Hey guys check out the Comparison tests of the GeForce 7800 GTX(256 MB) with other cards...
*hardware.gamespot.com/Compare-C-20562-1-9-9

now thats sumthing that we call a COmparison test......   
Looks like the number of pipelines will safely cover up the problems of WATER SHORTAGE in my area and toilets......   

Cheers n e-peace.....


----------



## Sourabh (Jun 25, 2005)

@ashu:

mebbe u wod be more happy now after reading all these reviews 

ATI-News.de
3D Center
AnandTech
Beyond3D
Digit-Life
ExtremeTech
FiringSquad
Guru3D
HardOCP
Hardware-Mag (in German)
Hardware Secrets (Launch Coverage)
Hardware Zone
Hartware.net (in German)
Hexus
Hot Hardware
HTPCnews (NVIDIA Editor's Day & Hands-on Preview)
Neoseeker
Noticias3D (in Spanish)
PC INpact (in French)
PC Perspective
Penstar Systems
Planet3DNow (in German)
t-break
TechNic3D (in German)
The Tech Report
Tom's Hardware
X-bit Labs


Some ppl have all the luck 
*www.fpsadmin.com/images/EVGA7800.JPG


----------



## gxsaurav (Jun 25, 2005)

Nvidia has said that they won't be launching the 7800 GTX in AGP form 

*www.anandtech.com/news/shownews.aspx?i=24451

ALthough it still depends on demand, maybe 7600 series will get ported


----------



## kau_therock (Jun 25, 2005)

hey but they are damn costly . waitin the prices to come down so i can buy two of them and set them in sli!!!!


----------



## Sourabh (Jun 25, 2005)

gxsaurav said:
			
		

> ALthough it still depends on demand, maybe 7600 series will get ported



not again

wht is 7600 ??? dated as on 25th June 2005, damn!! #$#@%#$#


----------



## magnet (Jun 25, 2005)

hey the 7800 was launched by all companys on same day....how come  we do come to know that this day this thing will release...because suppose on 21st i bought 6800gt....i may b crying right now....becoz the very next day company released it.....


----------



## Keith Sebastian (Jun 25, 2005)

sorry for the triple post on previous page. kept getting some php whatever error when posting.

-k


----------



## gxsaurav (Jun 25, 2005)

just a guess, as their middle end is often named X6xx series or x7xx


----------



## gxsaurav (Jun 26, 2005)

this just in

Nvidia has launched their Forceware 77.72 drivers again, but this time they are WHQL approved (Varified by me)

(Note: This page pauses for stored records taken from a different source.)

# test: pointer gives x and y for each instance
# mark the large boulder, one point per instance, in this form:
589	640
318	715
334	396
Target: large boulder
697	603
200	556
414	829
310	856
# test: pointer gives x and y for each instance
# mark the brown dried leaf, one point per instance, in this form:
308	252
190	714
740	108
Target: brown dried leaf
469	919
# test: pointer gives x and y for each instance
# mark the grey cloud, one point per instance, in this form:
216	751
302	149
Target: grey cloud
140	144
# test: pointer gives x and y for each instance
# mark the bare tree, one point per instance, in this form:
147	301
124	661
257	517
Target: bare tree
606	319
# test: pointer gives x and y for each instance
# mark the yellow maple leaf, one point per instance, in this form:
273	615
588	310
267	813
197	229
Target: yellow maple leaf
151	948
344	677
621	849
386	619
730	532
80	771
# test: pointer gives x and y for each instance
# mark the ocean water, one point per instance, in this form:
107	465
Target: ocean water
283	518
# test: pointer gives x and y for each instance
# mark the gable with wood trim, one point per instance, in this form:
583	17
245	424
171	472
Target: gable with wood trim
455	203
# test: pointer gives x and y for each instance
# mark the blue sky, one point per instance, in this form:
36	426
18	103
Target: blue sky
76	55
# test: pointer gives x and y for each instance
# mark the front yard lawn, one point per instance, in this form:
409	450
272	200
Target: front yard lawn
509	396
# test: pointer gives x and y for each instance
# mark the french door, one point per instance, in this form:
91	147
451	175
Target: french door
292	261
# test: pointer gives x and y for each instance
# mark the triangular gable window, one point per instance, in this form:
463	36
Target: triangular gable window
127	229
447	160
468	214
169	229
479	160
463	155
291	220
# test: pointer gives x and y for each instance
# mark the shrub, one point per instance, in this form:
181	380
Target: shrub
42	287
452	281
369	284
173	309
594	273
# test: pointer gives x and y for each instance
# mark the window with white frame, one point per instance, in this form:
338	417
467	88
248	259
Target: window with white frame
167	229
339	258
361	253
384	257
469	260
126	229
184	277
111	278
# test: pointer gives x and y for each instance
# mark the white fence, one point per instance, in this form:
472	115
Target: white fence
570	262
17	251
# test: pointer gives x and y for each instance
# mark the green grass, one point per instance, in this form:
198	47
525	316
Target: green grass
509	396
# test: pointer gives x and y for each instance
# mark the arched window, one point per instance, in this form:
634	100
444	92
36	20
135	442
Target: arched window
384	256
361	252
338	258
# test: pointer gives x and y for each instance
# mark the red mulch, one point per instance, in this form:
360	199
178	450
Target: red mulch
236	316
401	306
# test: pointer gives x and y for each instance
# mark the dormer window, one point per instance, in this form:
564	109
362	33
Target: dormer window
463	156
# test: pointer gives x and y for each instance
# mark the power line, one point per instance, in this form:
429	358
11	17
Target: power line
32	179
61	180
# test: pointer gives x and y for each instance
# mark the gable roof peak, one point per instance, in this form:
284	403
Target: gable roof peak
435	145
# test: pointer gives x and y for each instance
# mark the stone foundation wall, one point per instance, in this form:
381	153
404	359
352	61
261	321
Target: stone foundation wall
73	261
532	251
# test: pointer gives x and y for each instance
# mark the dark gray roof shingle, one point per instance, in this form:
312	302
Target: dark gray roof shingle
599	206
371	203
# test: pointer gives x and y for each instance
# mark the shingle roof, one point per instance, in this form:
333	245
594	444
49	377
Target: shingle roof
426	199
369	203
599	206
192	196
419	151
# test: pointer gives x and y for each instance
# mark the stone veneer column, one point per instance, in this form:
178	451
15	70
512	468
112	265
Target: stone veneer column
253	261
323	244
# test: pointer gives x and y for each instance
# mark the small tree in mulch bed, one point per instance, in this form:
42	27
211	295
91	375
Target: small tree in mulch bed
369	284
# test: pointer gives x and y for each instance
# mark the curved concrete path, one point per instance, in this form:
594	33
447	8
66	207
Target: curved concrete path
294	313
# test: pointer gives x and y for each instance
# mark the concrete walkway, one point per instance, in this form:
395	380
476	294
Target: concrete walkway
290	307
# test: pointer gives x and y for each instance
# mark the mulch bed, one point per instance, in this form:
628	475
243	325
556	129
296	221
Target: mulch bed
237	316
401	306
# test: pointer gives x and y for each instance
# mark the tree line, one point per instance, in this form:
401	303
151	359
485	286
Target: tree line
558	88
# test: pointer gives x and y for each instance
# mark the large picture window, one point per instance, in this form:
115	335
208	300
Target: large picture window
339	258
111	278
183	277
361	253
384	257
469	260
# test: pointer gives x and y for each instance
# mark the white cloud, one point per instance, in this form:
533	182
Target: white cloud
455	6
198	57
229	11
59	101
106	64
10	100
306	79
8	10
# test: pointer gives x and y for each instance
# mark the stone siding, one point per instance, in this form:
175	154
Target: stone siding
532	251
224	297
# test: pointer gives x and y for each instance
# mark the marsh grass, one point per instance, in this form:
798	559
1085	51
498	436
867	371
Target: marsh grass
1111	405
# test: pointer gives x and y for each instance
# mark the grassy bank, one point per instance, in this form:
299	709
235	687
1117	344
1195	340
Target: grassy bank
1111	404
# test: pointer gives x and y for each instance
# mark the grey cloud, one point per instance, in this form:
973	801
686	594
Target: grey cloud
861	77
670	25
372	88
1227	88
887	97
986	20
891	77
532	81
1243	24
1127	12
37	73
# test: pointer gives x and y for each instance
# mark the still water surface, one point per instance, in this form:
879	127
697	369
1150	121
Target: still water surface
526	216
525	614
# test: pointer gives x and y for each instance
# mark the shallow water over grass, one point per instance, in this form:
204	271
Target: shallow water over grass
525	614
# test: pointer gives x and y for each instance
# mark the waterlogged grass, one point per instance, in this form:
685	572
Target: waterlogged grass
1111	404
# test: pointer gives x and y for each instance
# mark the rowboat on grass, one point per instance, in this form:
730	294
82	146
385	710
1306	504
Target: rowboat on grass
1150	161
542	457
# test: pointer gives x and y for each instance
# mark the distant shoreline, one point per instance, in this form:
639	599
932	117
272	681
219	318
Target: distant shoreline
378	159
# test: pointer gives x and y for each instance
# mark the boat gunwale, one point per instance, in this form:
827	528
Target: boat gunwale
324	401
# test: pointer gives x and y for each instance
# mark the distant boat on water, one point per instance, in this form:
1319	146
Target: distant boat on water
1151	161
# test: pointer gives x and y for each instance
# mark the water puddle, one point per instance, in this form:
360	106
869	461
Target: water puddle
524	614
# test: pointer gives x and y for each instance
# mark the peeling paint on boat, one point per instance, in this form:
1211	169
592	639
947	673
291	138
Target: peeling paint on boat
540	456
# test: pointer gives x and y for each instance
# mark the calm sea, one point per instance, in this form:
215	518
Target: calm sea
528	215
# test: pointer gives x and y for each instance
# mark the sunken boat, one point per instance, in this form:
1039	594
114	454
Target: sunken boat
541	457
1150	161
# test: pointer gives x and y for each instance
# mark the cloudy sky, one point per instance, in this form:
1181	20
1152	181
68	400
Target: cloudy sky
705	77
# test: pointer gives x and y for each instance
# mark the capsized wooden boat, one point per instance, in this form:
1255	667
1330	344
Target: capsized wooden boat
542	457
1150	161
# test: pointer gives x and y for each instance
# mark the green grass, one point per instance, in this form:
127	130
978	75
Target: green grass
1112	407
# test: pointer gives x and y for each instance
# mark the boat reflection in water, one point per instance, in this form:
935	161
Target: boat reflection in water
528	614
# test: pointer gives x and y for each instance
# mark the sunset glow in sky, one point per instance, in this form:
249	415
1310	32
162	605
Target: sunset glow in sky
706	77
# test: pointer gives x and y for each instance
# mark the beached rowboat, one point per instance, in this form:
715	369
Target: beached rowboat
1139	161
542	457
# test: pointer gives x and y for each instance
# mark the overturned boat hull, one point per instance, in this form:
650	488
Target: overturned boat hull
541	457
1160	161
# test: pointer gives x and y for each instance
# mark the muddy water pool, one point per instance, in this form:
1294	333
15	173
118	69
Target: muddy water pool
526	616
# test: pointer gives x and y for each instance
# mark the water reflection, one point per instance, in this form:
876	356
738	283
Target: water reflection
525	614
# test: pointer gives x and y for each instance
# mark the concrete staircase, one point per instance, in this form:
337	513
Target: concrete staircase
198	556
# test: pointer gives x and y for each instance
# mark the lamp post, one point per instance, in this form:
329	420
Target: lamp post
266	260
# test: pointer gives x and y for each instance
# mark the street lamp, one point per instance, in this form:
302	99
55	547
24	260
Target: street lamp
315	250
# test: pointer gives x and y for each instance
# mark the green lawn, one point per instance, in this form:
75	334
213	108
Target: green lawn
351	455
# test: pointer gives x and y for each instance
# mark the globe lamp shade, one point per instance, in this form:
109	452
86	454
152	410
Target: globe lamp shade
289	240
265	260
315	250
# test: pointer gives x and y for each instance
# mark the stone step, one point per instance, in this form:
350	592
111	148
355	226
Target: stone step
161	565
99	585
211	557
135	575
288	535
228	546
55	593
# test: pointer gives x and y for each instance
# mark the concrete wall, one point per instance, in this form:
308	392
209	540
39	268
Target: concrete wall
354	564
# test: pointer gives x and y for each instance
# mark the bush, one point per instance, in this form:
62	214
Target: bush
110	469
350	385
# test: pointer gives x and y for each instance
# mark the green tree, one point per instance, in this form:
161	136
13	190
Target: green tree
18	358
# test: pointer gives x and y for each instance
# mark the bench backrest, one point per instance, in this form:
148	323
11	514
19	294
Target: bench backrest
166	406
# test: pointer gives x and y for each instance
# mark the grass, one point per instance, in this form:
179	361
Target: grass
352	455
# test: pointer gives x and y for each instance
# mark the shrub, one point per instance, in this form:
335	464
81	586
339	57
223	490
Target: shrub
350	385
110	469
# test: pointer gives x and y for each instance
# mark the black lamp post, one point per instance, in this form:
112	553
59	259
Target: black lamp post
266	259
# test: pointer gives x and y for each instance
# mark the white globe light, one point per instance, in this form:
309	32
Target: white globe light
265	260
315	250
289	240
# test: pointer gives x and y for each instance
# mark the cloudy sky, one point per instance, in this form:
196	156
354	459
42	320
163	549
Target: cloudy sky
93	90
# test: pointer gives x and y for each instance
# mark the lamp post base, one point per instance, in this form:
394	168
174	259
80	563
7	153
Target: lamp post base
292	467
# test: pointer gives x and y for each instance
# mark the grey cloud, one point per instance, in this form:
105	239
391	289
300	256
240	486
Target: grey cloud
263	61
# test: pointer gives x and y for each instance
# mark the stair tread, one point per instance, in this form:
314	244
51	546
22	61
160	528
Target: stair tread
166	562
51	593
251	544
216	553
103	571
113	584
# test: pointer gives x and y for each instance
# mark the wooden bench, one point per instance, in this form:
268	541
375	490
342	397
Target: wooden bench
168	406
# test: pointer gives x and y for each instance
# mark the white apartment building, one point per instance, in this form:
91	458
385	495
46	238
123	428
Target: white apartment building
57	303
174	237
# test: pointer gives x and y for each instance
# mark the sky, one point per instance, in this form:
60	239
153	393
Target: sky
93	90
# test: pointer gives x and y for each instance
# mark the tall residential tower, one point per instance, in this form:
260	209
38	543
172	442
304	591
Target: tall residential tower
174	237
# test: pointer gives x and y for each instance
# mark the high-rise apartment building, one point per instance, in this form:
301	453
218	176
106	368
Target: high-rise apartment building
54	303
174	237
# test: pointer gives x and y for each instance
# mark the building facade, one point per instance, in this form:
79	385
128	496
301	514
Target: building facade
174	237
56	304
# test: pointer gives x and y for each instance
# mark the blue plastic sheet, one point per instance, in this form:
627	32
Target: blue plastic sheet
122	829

*www.nvidia.com/object/winxp_2k_77.72.html


----------



## rohanbee (Jun 27, 2005)

will these drivers also be applicable for the go 6800 series chip also?


----------



## premrajeev (Jun 27, 2005)

man..man

This means we again need to shell our more cash into GPU's....well why cant this things settle down and leave future improvements to the software side ?? so that ppl with older cards (decent ones-mind it..they still costs around 20K)be on the safer side..?

This can happen or this is just an imagination..otherwise This world would be a silicon junkyard soon..


----------